Considerations before jumping into Microservices

Disclaimer: A few years ago I wrote this piece. It came out very passionately then due to frustrations experienced in a microservices project. I have matured and grown since then, and in many ways, this article is a more nuanced refinement of those ideas and an attempt to correct my misconceptions at the time.

Knowing the Monolith

I think before I say anything about this topic, a proper definition of the concept of a monolith is needed. A monolith is usually defined as a piece of software (usually in a single codebase) that has grown so complex and has accumulated so much technical debt over the years that now is extremely hard to change, hard to understand and therefore easy to break. Developers dread the day they have to make a change or implement a new feature, and when they do, unexpected things happen all over the place. The system is so big, so complex and so glued together, that no one knows where to look to fix the issues. This in turn leads to poor development times, a lot of “I’m sorry that can’t be done” and tons of burned-out engineers due to the pressure for delivering and the frustrations and fear of unexpected issues. In terms of the business, the client’s trust is harmed because of the many issues and poor response times.

There are mainly three major things characteristic of monoliths, and their causes are usually related to violations of best practices in OOP.

Monoliths are rigid, which means, they are hard to change. The reason why they are hard to change is because of coupling. Usually, this manifests itself in not abstracting away the details that change (a violation of the Dependency Inversion principle), sticking all the logic in a single place (a violation of the Single Responsibility principle), or because almost every modification requires changing existing code instead of adding a new one (a violation of the Open-Closed principle).

You can get a measure of the rigidness of the system using automated tools that perform code analysis, like cyclomatic complexity, code duplication, test coverage, number of lines per class or module, file churning, ABC, etc. But these metrics, even when you have them, need proper interpretation by a human, preferably a consultant that can analyze the codebase for things that cannot be picked up by code analysis tools, like SOLID violations or lack of use/misuse of design patterns. Some of these are also measures of our next point.

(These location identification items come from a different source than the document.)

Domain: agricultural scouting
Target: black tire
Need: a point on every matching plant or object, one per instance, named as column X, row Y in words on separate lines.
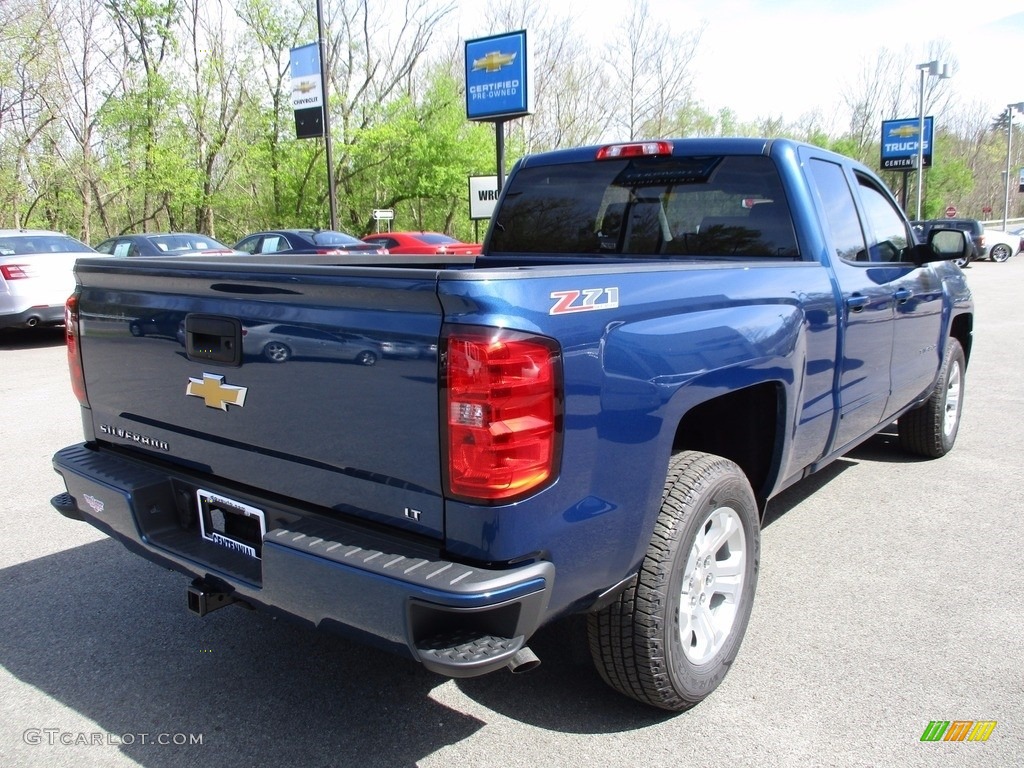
column 999, row 253
column 642, row 644
column 276, row 351
column 930, row 429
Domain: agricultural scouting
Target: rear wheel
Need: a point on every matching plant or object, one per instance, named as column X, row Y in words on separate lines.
column 931, row 428
column 672, row 636
column 999, row 252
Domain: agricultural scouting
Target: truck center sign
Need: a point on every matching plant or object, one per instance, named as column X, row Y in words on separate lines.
column 899, row 143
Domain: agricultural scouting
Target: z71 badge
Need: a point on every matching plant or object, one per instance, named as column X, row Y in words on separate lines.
column 586, row 300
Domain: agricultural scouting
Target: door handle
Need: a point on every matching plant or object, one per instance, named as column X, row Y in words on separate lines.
column 856, row 302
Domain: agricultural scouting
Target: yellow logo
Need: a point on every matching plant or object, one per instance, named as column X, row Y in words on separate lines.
column 215, row 392
column 904, row 131
column 494, row 61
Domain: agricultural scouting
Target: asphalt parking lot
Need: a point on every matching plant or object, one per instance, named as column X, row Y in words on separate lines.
column 890, row 596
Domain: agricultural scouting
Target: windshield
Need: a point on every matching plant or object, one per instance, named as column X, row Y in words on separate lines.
column 185, row 243
column 718, row 206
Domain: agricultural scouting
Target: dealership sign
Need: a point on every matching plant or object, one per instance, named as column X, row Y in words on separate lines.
column 307, row 91
column 482, row 197
column 498, row 77
column 899, row 143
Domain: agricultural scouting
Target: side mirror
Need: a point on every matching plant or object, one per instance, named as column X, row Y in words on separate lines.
column 943, row 245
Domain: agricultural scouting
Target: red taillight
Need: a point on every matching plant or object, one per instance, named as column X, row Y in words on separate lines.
column 503, row 414
column 635, row 150
column 14, row 271
column 75, row 350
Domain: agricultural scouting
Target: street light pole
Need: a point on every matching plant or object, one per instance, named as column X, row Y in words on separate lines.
column 1010, row 137
column 935, row 70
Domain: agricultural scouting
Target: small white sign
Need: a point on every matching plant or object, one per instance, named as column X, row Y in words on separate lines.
column 482, row 197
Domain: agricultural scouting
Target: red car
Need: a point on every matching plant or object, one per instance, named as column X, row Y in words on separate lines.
column 427, row 244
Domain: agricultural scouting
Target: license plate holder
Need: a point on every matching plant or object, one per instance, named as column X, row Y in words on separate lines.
column 231, row 524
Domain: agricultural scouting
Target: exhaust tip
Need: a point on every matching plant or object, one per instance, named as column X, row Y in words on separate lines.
column 523, row 660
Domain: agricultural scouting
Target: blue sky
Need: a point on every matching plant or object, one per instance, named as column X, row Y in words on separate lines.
column 790, row 57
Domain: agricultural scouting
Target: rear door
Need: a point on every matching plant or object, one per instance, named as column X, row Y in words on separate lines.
column 867, row 306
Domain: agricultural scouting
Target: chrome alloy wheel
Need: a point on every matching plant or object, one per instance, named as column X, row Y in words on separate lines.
column 713, row 584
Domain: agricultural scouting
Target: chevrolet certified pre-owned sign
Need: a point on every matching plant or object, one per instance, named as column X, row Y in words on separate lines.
column 307, row 91
column 498, row 77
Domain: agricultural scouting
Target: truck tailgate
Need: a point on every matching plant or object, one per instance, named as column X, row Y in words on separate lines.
column 327, row 401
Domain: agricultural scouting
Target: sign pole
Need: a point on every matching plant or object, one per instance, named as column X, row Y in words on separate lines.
column 327, row 115
column 500, row 150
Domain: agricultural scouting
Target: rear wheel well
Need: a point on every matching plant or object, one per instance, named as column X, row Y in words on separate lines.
column 962, row 327
column 741, row 426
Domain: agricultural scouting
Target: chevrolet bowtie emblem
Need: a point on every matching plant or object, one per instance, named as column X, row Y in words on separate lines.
column 493, row 61
column 215, row 392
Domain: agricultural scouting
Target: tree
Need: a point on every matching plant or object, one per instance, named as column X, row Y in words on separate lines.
column 650, row 73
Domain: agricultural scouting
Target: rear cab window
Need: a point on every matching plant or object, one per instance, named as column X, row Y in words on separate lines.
column 648, row 208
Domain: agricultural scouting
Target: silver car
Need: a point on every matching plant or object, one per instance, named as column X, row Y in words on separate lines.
column 37, row 275
column 280, row 343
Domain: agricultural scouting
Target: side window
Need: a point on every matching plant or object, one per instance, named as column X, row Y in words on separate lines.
column 890, row 235
column 272, row 244
column 248, row 245
column 841, row 211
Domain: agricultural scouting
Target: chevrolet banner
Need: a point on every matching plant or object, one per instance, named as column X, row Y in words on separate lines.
column 307, row 92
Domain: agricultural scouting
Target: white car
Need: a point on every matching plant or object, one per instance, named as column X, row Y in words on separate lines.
column 37, row 275
column 999, row 246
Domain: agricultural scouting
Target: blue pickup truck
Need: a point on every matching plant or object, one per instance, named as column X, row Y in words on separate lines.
column 441, row 455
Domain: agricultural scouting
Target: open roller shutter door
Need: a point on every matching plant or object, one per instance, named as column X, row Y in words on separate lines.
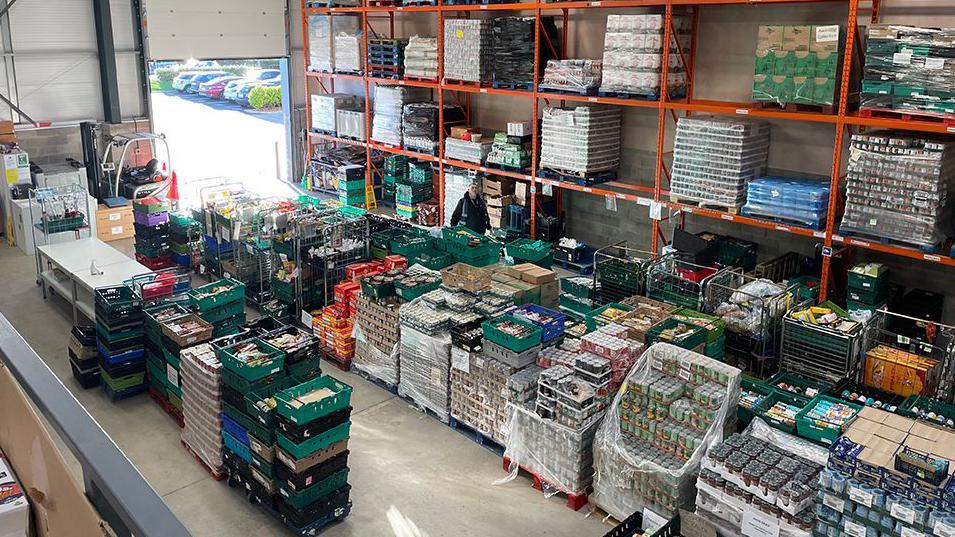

Monoliths are complex, which means, they are hard to understand. It might be due to their size, or maybe because information about the system has been lost (lack of documentation), or maybe because the code is written in a very dirty way. Sometimes, in the life of a system, so-called shortcuts are done to overcome a design limitation, and the people that implemented them are long gone, and their knowledge of the system shortcut is gone with them. Maybe the system is complex because it does things unconventionally. For instance, I have seen many systems myself that, when you change something (say, add a field to a payload) you need to do something else somewhere else on the system so that the change can behave properly. The problem is you need to know that.

There are many, many reasons for complexity. One of the best ways to measure complexity is how long would take a new engineer to get the system up and running in their development machine, get a grasp of it, understand where the critical parts are and be able to make meaningful changes without much aid from anyone else. Of course, that is also a measure impacted by the engineer’s experience. There is also, as I mentioned before, automated tool analysis.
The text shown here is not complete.